1:48 AM PDT We are currently investigating connectivity and latency issues with RDS database instances in the US-EAST-1 region.
2:16 AM PDT We can confirm connectivity issues impacting RDS database instances across multiple availability zones in the US-EAST-1 region.
3:05 AM PDT We are continuing to see connectivity issues impacting some RDS database instances in multiple availability zones in the US-EAST-1 region. Some Multi AZ failovers are taking longer than expected. We continue to work towards resolution.
4:03 AM PDT We are making progress on failovers for Multi AZ instances and restore access to them. This event is also impacting RDS instance creation times in a single Availability Zone. We continue to work towards the resolution.
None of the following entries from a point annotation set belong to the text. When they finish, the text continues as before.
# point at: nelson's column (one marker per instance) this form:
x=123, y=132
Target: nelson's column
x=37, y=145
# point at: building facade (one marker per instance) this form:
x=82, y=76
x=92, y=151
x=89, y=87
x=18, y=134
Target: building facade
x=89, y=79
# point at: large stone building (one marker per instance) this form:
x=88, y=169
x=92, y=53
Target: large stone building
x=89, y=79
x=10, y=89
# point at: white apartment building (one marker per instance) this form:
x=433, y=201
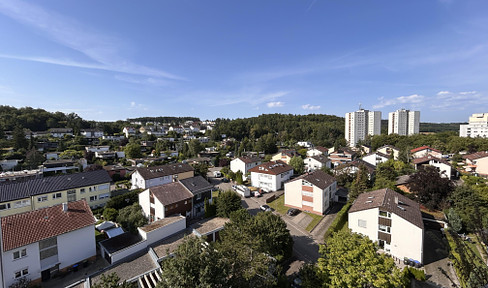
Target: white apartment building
x=404, y=122
x=361, y=123
x=477, y=127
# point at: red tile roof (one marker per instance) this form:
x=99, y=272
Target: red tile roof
x=476, y=155
x=423, y=148
x=26, y=228
x=272, y=168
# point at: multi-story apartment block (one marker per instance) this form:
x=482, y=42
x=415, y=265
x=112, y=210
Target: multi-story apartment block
x=34, y=194
x=270, y=176
x=360, y=124
x=313, y=192
x=392, y=220
x=404, y=122
x=477, y=127
x=158, y=175
x=40, y=243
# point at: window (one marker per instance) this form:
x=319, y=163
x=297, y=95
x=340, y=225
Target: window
x=362, y=223
x=21, y=273
x=21, y=203
x=103, y=187
x=384, y=228
x=20, y=253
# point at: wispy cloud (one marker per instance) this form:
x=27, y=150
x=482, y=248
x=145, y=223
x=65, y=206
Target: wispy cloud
x=101, y=49
x=446, y=100
x=412, y=99
x=275, y=104
x=310, y=107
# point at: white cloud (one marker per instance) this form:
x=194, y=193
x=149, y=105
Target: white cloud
x=275, y=104
x=102, y=49
x=412, y=99
x=310, y=107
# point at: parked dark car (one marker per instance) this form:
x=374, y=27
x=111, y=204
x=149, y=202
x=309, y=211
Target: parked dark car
x=292, y=212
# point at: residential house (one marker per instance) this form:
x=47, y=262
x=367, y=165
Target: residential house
x=285, y=156
x=389, y=150
x=376, y=158
x=59, y=166
x=161, y=201
x=317, y=150
x=353, y=167
x=37, y=244
x=305, y=144
x=425, y=151
x=91, y=133
x=313, y=163
x=146, y=177
x=201, y=190
x=243, y=164
x=392, y=220
x=270, y=176
x=342, y=156
x=129, y=131
x=444, y=167
x=313, y=192
x=477, y=163
x=19, y=197
x=60, y=132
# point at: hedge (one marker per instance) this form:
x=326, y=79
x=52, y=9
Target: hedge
x=339, y=221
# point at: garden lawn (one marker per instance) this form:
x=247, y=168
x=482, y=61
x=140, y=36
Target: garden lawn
x=315, y=220
x=279, y=205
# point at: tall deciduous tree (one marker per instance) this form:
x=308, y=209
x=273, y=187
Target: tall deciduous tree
x=196, y=264
x=297, y=163
x=431, y=189
x=228, y=202
x=351, y=260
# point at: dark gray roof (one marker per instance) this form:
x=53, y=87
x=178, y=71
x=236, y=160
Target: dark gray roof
x=164, y=170
x=18, y=190
x=318, y=178
x=196, y=184
x=171, y=193
x=120, y=242
x=391, y=201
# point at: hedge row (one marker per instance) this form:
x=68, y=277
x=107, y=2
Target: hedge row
x=338, y=222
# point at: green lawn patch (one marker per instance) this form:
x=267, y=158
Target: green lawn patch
x=315, y=220
x=279, y=205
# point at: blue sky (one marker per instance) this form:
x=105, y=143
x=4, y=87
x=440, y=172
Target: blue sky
x=110, y=60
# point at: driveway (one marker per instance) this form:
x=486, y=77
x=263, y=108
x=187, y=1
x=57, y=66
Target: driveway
x=438, y=269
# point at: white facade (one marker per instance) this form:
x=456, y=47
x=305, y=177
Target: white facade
x=406, y=238
x=477, y=127
x=361, y=123
x=375, y=158
x=240, y=165
x=269, y=182
x=404, y=122
x=303, y=195
x=72, y=247
x=312, y=164
x=139, y=182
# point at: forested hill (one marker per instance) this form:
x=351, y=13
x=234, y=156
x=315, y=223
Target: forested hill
x=318, y=128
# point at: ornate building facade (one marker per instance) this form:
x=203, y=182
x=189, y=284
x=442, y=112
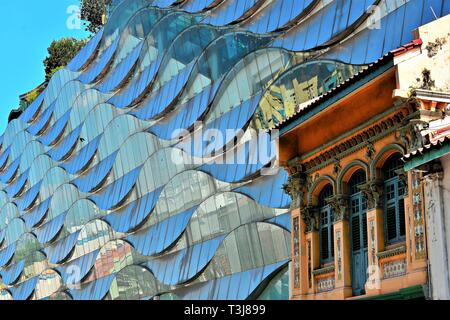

8:54 AM PDT We'd like to provide additional color on what were working on right now (please note that we always know more and understand issues better after we fully recover and dive deep into the post mortem). A networking event early this morning triggered a large amount of re-mirroring of EBS volumes in US-EAST-1. This re-mirroring created a shortage of capacity in one of the US-EAST-1 Availability Zones, which impacted new EBS volume creation as well as the pace with which we could re-mirror and recover affected EBS volumes. Additionally, one of our internal control planes for EBS has become inundated such that it's difficult to create new EBS volumes and EBS backed instances. We are working as quickly as possible to add capacity to that one Availability Zone to speed up the re-mirroring, and working to restore the control plane issue. We're starting to see progress on these efforts, but are not there yet. We will continue to provide updates when we have them.